If you’re not, though, let me give you the rundown.
What is GoogleBot?
Essentially, GoogleBot is the coined name for Google’s web crawler. It’s the terminology for their tool that simulates a user on both desktop and mobile devices respectively and ‘crawls’ the web and its indexed web pages. Websites are crawled by both ‘simulations’ Googlebot Desktop and Googlebot Smartphone however they both follow the same user agents in robots.txt files.
And, practically since GoogleBot and Google’s website crawling has been a thing, there have been conversations amongst search engine marketers regarding ‘crawl budgets’, meaning a limit to the number of pages Google will or can crawl on your website.
Luckily, Google’s John Mueller has recently commented on this subject.
John Mueller explains GoogleBot crawls
During a recent ‘SEO Office Hours’ by Google, John Mueller was asked:
‘Why does Google not crawl enough web pages?’
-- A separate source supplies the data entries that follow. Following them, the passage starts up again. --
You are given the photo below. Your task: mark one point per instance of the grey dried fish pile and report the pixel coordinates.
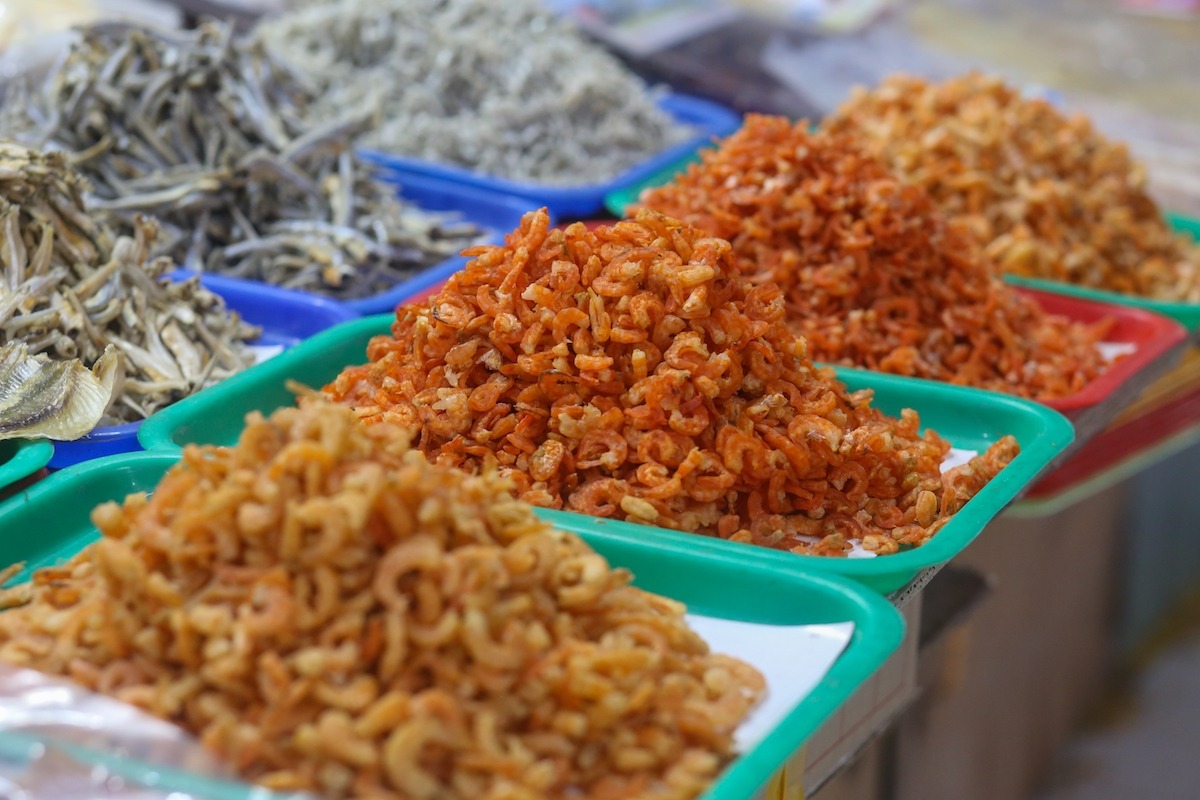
(508, 89)
(72, 289)
(207, 132)
(53, 400)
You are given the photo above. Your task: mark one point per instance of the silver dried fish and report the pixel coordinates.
(71, 289)
(508, 89)
(217, 139)
(41, 398)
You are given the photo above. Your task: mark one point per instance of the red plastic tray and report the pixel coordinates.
(1116, 445)
(1159, 343)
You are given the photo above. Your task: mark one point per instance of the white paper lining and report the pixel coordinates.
(1113, 350)
(792, 659)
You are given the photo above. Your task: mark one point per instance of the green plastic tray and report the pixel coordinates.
(969, 417)
(19, 458)
(1185, 313)
(715, 582)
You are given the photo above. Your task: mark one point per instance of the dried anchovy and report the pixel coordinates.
(71, 288)
(209, 133)
(508, 89)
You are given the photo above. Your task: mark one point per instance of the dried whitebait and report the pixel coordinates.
(213, 136)
(71, 289)
(508, 89)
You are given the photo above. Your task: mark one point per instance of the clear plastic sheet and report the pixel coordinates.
(59, 741)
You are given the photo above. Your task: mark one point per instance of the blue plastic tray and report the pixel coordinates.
(575, 202)
(286, 317)
(496, 214)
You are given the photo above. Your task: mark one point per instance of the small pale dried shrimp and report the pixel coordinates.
(630, 372)
(871, 275)
(1047, 194)
(330, 613)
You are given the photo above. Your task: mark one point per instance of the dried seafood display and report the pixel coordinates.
(871, 275)
(630, 372)
(53, 400)
(1047, 194)
(71, 289)
(329, 612)
(508, 89)
(210, 134)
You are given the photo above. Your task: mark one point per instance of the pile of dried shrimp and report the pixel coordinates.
(630, 372)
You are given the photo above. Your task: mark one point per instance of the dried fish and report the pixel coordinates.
(84, 298)
(41, 398)
(220, 142)
(508, 89)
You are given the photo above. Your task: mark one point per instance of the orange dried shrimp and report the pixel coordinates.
(331, 613)
(630, 372)
(870, 274)
(1047, 194)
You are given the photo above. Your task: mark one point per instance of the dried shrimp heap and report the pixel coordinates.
(630, 372)
(207, 132)
(328, 612)
(70, 288)
(1047, 194)
(871, 275)
(508, 89)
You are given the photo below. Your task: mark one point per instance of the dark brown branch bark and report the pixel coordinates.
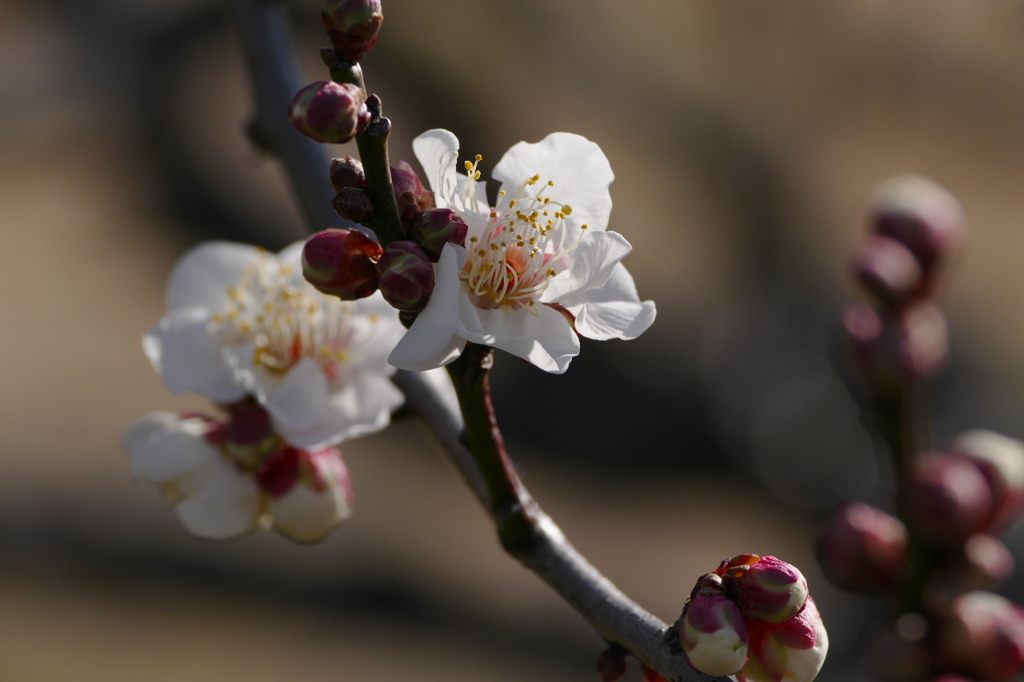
(526, 531)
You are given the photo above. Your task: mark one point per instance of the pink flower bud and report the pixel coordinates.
(435, 227)
(985, 562)
(983, 637)
(862, 548)
(922, 215)
(329, 112)
(407, 276)
(342, 263)
(887, 269)
(766, 588)
(713, 632)
(352, 26)
(410, 193)
(793, 650)
(909, 344)
(346, 172)
(1001, 461)
(353, 204)
(309, 492)
(949, 499)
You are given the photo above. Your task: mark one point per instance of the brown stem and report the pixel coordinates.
(474, 443)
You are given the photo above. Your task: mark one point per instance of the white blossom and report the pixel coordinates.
(537, 269)
(243, 322)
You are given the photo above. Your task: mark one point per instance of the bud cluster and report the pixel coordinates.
(753, 617)
(349, 264)
(915, 229)
(936, 561)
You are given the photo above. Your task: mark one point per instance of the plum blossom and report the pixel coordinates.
(537, 269)
(242, 322)
(222, 487)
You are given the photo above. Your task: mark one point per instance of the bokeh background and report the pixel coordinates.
(745, 137)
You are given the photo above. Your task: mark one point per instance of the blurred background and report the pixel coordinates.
(745, 138)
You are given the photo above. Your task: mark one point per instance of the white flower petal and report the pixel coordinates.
(363, 407)
(306, 515)
(545, 339)
(578, 167)
(164, 446)
(186, 356)
(203, 275)
(614, 310)
(437, 152)
(227, 505)
(299, 401)
(430, 342)
(591, 263)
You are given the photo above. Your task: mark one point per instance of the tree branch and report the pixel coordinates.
(526, 531)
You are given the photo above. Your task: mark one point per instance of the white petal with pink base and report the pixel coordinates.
(531, 264)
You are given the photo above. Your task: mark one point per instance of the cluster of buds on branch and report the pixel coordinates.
(754, 617)
(934, 559)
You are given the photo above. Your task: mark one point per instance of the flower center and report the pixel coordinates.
(521, 248)
(288, 322)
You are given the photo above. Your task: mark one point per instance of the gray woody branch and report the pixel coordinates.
(262, 30)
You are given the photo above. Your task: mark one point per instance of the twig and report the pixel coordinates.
(537, 542)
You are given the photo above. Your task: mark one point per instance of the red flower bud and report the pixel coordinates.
(949, 499)
(792, 650)
(983, 637)
(352, 204)
(922, 215)
(435, 227)
(352, 26)
(862, 548)
(346, 172)
(1001, 461)
(329, 112)
(887, 269)
(342, 263)
(412, 196)
(407, 276)
(766, 588)
(909, 344)
(713, 632)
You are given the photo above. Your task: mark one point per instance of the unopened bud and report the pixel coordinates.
(793, 650)
(353, 204)
(407, 276)
(329, 112)
(922, 215)
(352, 26)
(985, 562)
(310, 492)
(342, 263)
(346, 172)
(863, 549)
(435, 227)
(949, 499)
(410, 193)
(983, 637)
(1001, 461)
(887, 269)
(909, 344)
(713, 632)
(766, 588)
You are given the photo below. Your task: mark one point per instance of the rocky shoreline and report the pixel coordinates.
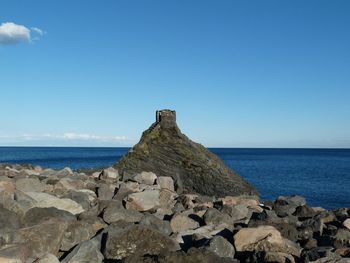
(64, 216)
(169, 200)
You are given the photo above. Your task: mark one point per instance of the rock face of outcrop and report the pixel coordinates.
(165, 151)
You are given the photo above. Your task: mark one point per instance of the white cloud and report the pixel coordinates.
(69, 136)
(37, 30)
(11, 33)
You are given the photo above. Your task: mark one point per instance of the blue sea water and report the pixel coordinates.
(320, 175)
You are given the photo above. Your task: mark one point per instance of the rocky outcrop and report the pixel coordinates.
(165, 151)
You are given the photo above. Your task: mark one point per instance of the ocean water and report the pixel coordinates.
(322, 176)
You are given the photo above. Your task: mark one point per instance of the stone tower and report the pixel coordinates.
(166, 118)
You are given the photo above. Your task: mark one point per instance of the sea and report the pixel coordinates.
(322, 176)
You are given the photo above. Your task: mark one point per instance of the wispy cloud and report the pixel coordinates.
(11, 33)
(69, 136)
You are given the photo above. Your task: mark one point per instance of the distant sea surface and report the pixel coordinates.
(322, 176)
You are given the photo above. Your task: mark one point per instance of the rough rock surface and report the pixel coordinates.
(131, 240)
(165, 151)
(264, 238)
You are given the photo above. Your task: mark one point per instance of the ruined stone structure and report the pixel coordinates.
(165, 151)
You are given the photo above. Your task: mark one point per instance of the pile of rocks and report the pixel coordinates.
(64, 216)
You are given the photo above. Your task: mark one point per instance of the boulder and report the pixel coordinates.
(165, 151)
(110, 174)
(181, 222)
(214, 217)
(38, 215)
(240, 200)
(238, 213)
(126, 188)
(8, 220)
(167, 200)
(221, 247)
(194, 255)
(7, 189)
(342, 238)
(166, 182)
(42, 238)
(304, 212)
(278, 257)
(78, 232)
(106, 191)
(147, 178)
(143, 201)
(47, 258)
(29, 185)
(285, 206)
(16, 253)
(47, 200)
(136, 240)
(85, 197)
(264, 238)
(87, 251)
(346, 223)
(115, 212)
(156, 223)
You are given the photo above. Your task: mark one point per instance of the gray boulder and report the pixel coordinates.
(221, 247)
(156, 223)
(87, 251)
(8, 220)
(136, 240)
(115, 212)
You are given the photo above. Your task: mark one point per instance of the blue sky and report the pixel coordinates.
(238, 73)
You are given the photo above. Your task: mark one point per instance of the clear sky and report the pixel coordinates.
(238, 73)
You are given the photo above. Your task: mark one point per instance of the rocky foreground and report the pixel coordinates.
(64, 216)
In short, because the web is a big place (this is an understatement, too) Google naturally, and understandably, aims to only index higher quality web pages that it would appreciate its users going to and ultimately denying an index opportunity to web pages that it deems too low quality.
And, according to Google’s Google’s developer page for huge websites:
‘The amount of time and resources that Google devotes to crawling a site is commonly called the site’s crawl budget.
Note that not everything crawled on your site will necessarily be indexed; each page must be evaluated, consolidated, and assessed to determine whether it will be indexed after it has been crawled.
Crawl budget is determined by two main elements: crawl capacity limit and crawl demand.’
A follow up question was posed after the first question:
‘Do you have any other advice for getting insight into the current crawling budget?
Just because I feel like we’ve really been trying to make improvements but haven’t seen a jump in pages per day crawled.’
After John Mueller understood how large the site in question was – with the answer being in the hundreds and thousands of pages with only around 2000 pages per day being crawled.
‘So in practice, I see two main reasons why that happens.
On the one hand if the server is significantly slow, which is… the response time, I think you see that in the crawl stats report as well.
That’s one area where if… like if I had to give you a number, I’d say aim for something below 300, 400 milliseconds, something like that on average.
Because that allows us to crawl pretty much as much as we need.
It’s not the same as the page speed kind of thing.
So that’s… one thing to watch out for.’
Alongside this answer from John Mueller, it was stated that site quality can significantly affect the number of web pages that get crawled by GoogleBot with him stating that:
‘The other big reason why we don’t crawl a lot from websites is because we’re not convinced about the quality overall.’
So, in conclusion, there is indeed such thing as crawl budgets and limits, and there are myriad reasons that Google justify because of this.